Invece diversi operatori preferiscono ovviare a questo e, autoeleggendosi salvatori del mondo, applicano al prossimo un principio base: siccome un embrione lo si distrugge facilmente perchè è piccinino e privo di diritti, si applica il principio darwiniano del "vinca il più forte" ovvero l'idea dell'operatore stesso.

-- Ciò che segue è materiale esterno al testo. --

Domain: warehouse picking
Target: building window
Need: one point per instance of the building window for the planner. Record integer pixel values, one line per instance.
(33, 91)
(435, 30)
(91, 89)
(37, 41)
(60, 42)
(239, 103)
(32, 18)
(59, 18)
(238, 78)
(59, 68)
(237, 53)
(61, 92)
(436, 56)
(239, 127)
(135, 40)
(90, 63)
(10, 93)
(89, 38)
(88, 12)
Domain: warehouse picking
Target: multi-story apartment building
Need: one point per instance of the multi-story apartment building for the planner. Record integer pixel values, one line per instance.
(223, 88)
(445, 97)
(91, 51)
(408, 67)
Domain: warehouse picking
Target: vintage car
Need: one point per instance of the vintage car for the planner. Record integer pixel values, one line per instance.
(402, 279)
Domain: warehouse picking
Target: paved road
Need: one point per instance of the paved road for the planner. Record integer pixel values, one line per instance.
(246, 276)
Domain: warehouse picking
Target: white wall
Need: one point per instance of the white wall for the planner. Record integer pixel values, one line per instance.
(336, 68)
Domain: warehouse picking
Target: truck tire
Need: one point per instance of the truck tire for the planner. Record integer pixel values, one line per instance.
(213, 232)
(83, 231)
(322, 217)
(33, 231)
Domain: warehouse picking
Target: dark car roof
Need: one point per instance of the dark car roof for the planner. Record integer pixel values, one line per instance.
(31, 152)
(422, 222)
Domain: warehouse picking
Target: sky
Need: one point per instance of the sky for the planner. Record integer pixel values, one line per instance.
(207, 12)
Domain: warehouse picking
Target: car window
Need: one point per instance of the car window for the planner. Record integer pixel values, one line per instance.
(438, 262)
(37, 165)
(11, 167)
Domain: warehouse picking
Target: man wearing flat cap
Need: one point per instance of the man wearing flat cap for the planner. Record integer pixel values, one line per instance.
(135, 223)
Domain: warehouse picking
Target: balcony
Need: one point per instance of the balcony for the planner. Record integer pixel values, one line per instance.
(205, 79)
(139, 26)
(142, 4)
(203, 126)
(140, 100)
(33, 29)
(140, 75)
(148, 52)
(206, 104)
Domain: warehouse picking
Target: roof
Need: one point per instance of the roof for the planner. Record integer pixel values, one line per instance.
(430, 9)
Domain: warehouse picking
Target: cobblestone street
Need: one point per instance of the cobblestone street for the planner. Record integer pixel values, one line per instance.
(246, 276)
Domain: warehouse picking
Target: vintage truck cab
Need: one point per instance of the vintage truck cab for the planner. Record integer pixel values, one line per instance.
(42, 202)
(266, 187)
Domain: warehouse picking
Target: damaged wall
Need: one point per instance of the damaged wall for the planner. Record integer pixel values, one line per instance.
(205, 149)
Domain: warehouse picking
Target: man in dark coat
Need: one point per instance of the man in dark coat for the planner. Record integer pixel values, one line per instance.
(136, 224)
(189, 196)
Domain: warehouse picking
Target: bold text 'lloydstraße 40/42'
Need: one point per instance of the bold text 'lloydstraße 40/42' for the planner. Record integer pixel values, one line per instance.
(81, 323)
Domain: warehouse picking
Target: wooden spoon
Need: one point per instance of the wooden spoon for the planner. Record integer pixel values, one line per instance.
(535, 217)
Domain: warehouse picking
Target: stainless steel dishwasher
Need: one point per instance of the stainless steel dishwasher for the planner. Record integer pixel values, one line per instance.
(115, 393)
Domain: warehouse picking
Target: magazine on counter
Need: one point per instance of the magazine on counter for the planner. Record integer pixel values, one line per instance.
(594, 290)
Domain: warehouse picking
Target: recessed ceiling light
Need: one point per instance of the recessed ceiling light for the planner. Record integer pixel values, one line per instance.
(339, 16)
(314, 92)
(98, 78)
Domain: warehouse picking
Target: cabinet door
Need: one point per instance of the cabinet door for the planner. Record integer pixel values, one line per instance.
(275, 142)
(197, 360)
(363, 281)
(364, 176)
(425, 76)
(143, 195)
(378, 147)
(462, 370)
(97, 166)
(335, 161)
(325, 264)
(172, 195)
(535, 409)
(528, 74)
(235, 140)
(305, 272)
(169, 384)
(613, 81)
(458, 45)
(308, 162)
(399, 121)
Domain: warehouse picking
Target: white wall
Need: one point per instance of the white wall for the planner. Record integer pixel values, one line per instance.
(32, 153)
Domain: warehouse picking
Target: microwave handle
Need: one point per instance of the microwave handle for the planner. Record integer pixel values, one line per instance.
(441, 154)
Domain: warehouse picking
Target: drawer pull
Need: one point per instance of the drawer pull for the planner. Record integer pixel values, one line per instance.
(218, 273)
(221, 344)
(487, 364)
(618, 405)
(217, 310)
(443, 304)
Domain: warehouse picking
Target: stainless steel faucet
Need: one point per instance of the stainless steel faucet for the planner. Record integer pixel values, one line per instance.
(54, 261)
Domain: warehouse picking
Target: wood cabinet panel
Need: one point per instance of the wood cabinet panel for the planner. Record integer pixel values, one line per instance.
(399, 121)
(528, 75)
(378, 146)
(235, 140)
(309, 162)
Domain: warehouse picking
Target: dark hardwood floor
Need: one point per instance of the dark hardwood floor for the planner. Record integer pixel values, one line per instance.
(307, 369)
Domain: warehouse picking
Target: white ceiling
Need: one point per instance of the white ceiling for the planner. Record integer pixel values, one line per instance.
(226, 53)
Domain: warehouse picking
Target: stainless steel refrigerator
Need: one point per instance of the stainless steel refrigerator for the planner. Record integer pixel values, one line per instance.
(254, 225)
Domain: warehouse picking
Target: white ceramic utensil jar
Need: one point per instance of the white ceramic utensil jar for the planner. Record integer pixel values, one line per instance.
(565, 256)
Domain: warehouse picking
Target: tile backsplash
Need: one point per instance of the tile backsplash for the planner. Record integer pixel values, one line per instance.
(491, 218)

Un ultimo accenno doveroso.

Cari obiettori di coscienza: siete tanti. E non siete tanti perché in tanti possedete una coscienza, ma siete in tanti perché affrontare il peso di rompere il legame indissolubile tra una donna e suo figlio, è troppo grosso. Tuttavia vi preme il guadagno, così alcuni di voi sono obiettori di coscienza, ma in favore di anticoncezionali e fecondazione extracorporea: ipocriti. Siete i medesimi che non sanno effettuare una manovra esterna di rivolgimento; siete i medesimi che non hanno idea di come si assiste un VBAC; siete quelli che caldeggiano per un aborto terapeutico perché la donna ha assunto dei farmaci che magari possono far male al bambino e voi non sapete come smarcarvi dall'ammettere che non siete dèi della diagnostica; siete quelli che per ogni caso clinico ostetrico optate la soluzione aborto perchè non sapete avere un grammo di fiducia nella fisiologia anche se promuovete "la nascita rispettata"; siete i medesimi che temono la fisiologia della gravidanza e dell'allattamento... Siete quelli dell'empowerment alle donne, ma solo se scelgono di sottoporsi a cesarei ripetuti. O con la vita o senza: voi che non partecipate alle interruzioni di gravidanza, ma giocate con gli embrioni congelati, con gli ovociti e gli spermatozoi per creare i figli di chi ne ha bisogno identificando la desiderabilità del bambino come un mezzo per evitare disfunzionalità familiari. Voi che siete obiettori di coscienza, ma state dalla parte delle pillole anticoncezionali alle sedicenni perché hanno il ciclo irregolare, non sapendo nulla del fatto che l'ovulazione è la fase più importante del ciclo. Voi che caldeggiate per il "doppio olandese" (pillola e preservativo) perché così "Il ragazzo è responsabilizzato": non a caso dopo tale liberalizzazione della EllaOne, la vendita dei preservativi è calata. Guarda caso l'implementazione del "doppio olandese" non migliora né le condizioni sociali delle donne (che comunque vengono picchiate, stuprate, stalkerate eccetera), né previene le gravidanze indesiderate, né previene la diffusione delle infezioni sessuali. Clienti delle ditte farmaceutiche e complici dell'irresponsabilizzazione di uomini e donne, fate poi gli obiettori di coscienza. La domanda è: sapete di cosa si tratta?

Io lo dico e lo sottolineo sempre: se un giorno dovessi ammettere tutti i miei errori potrei ricevere una jam session di pernacchie da chiunque. Tuttavia almeno ho compiuto una scelta libera: con i bambini. Solo stando dalla parte dei bambini salveremo le donne. Tutte. Love them both.